WELLINGTON – German Chancellor Angela Merkel said Friday that people have a duty to get vaccinated against the coronavirus to protect others.

She spoke as Germany grapples with a new surge of infections, which reached a record daily high of 50,000 on Thursday.

Merkel talked for 30 minutes with New Zealand Prime Minister Jacinda Ardern in a free-ranging virtual discussion on the sidelines of the annual Asia-Pacific Economic Cooperation forum.

New Zealand is hosting APEC and although Germany is not a member, Ardern said she's long admired Merkel, who will soon leave office.

“This virus is very, very tough,” Merkel said.

She said it was an enormous scientific achievement to produce vaccines within a year of the outbreak, but that officials still weren't reaching a group of unvaccinated people.

“You have the right to get vaccinated,” Merkel said. “But, to a certain extent, you also, as a member of society, have the duty to be vaccinated to protect yourself and to protect others.”

About two-thirds of Germany's 83 million people are fully vaccinated but the nation has resisted making vaccinations mandatory for certain workers. Lawmakers are considering new measures in the face of the latest surge.
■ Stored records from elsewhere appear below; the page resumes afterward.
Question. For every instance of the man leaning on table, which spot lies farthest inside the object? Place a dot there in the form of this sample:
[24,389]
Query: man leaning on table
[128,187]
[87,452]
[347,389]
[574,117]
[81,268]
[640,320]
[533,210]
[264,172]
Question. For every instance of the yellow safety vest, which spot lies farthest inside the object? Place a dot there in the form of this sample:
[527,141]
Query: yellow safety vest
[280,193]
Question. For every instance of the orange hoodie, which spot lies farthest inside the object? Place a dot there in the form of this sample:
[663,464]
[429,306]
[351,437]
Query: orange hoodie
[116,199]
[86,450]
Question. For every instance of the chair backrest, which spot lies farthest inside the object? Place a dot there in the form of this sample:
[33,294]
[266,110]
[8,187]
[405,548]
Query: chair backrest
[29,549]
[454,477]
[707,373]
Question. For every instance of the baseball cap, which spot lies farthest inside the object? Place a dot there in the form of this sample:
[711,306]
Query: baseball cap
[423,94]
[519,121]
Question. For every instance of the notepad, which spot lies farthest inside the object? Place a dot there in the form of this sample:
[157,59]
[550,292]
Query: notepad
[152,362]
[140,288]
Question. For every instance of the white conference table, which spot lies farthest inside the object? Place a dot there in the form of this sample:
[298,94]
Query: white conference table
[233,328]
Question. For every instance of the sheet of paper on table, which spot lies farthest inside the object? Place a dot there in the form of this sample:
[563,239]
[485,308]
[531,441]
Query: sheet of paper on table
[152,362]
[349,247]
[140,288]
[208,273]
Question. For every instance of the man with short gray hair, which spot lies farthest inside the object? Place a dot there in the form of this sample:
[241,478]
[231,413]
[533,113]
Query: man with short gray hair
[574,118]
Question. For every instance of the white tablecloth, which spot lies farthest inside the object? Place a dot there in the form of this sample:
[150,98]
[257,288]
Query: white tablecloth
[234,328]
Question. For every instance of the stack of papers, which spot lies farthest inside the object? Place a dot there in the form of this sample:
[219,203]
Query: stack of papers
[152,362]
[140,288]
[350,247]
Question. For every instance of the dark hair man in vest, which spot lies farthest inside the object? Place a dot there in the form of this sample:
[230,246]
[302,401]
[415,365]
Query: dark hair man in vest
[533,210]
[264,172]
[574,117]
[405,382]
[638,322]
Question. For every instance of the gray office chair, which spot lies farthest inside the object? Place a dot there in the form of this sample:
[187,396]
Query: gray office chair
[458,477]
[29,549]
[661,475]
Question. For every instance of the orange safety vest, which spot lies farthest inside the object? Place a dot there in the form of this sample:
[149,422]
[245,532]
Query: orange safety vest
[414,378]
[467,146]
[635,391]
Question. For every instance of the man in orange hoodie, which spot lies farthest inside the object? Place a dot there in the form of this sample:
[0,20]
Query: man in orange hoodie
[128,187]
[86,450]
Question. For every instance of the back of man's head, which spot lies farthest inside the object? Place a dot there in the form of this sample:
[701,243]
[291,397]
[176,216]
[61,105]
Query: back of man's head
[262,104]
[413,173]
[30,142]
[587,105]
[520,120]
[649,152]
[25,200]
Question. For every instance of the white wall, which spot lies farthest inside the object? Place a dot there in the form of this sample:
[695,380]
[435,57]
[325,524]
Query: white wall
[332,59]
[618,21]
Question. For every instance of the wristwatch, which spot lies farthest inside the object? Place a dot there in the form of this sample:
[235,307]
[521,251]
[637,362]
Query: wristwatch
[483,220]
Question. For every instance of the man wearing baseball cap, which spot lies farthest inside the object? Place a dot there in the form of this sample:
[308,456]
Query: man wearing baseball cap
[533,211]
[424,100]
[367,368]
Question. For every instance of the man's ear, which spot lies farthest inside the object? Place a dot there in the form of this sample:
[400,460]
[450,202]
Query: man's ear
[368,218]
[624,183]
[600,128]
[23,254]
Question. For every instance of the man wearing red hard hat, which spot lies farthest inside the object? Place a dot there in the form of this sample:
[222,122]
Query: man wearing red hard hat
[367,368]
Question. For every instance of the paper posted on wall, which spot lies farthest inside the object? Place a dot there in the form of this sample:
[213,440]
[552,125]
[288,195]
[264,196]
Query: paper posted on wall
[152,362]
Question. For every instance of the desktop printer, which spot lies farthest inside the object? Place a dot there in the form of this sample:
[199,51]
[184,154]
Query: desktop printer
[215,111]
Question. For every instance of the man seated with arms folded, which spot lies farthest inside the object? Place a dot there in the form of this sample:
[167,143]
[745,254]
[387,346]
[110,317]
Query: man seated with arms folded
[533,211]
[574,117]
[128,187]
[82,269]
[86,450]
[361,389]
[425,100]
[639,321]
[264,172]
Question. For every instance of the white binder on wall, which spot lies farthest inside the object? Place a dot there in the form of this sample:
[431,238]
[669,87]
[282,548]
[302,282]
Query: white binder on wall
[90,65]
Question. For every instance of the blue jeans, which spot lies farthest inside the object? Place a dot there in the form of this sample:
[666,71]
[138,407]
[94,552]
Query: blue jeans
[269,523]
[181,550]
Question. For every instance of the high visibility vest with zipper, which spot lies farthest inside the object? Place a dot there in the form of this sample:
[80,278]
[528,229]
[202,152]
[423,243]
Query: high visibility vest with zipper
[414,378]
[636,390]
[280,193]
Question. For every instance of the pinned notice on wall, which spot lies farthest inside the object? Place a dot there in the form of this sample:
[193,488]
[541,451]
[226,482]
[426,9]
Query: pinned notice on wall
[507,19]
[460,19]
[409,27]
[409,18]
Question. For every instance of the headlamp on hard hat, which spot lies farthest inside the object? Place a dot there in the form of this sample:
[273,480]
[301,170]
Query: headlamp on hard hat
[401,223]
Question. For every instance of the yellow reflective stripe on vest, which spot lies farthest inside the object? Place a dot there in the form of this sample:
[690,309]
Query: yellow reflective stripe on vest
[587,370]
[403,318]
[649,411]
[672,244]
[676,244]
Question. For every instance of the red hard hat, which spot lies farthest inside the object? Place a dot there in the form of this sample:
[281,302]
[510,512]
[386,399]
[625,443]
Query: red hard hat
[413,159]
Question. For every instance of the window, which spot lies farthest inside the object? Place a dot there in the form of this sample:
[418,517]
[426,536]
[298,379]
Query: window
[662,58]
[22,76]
During their discussion, both Merkel and Ardern expressed their frustration in the rise of disinformation on social media.
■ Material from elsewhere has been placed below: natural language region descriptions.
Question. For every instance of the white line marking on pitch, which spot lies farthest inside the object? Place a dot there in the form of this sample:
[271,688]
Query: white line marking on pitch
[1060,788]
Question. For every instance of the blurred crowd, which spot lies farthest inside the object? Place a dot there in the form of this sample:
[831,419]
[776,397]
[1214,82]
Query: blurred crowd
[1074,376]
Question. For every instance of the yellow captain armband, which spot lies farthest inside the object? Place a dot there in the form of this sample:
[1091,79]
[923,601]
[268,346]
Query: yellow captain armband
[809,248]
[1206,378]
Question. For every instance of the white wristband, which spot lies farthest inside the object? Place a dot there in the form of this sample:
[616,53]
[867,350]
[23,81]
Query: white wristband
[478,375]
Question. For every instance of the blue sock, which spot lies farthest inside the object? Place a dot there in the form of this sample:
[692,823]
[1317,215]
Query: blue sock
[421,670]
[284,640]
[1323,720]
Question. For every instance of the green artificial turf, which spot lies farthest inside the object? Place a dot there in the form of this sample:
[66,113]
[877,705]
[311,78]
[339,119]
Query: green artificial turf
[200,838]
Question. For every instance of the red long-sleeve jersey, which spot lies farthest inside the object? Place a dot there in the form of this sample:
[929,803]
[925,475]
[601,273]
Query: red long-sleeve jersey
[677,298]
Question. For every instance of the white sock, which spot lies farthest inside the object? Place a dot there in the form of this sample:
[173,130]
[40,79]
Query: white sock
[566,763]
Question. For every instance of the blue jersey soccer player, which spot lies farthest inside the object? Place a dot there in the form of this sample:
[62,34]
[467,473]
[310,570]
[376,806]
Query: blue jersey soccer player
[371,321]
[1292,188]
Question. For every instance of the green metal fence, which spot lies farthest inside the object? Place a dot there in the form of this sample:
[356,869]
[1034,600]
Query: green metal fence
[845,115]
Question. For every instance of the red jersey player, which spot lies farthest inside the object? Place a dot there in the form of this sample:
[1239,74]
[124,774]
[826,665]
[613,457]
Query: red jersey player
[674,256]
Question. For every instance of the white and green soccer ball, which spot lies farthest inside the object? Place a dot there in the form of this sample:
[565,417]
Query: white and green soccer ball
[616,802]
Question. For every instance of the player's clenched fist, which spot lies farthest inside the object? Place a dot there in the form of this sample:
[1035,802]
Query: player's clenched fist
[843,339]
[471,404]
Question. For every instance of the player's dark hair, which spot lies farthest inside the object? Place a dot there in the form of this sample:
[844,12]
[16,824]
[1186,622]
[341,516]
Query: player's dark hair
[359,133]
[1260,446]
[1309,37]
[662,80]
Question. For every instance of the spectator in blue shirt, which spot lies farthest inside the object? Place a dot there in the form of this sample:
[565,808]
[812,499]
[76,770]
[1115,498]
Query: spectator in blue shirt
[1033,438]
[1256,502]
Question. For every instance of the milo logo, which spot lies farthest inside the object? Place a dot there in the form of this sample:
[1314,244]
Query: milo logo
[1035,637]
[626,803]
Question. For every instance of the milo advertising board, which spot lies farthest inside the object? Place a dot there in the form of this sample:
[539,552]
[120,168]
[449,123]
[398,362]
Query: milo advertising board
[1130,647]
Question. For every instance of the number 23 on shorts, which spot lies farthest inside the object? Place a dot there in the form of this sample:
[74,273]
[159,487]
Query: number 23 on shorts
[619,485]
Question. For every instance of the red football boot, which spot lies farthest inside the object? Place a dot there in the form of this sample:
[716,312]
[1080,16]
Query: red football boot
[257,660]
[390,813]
“In the old days, we had certain events that happened in our society. Television reported about it and the next day everyone talked about it,” Merkel said. “Today, everyone participates in his or her own social media. You only engage in a bubble that you meet on the internet.”

If there was any advice she could give to future leaders, Merkel said, it would be to try to understand the perspectives of others and what prompts them to act in they way they do.

Ardern said one of the lessons she'd learned from the pandemic was to get people and companies engaged with trying to find solutions by presenting them with the data and showing them the problem. She said everybody had been learning about the virus as it spread.

“Literally, you're building the plane whilst trying to fly,” Ardern said.

The APEC forum concludes Saturday with a virtual meeting of Pacific Rim leaders, including U.S. President Joe Biden and Chinese counterpart Xi Jinping.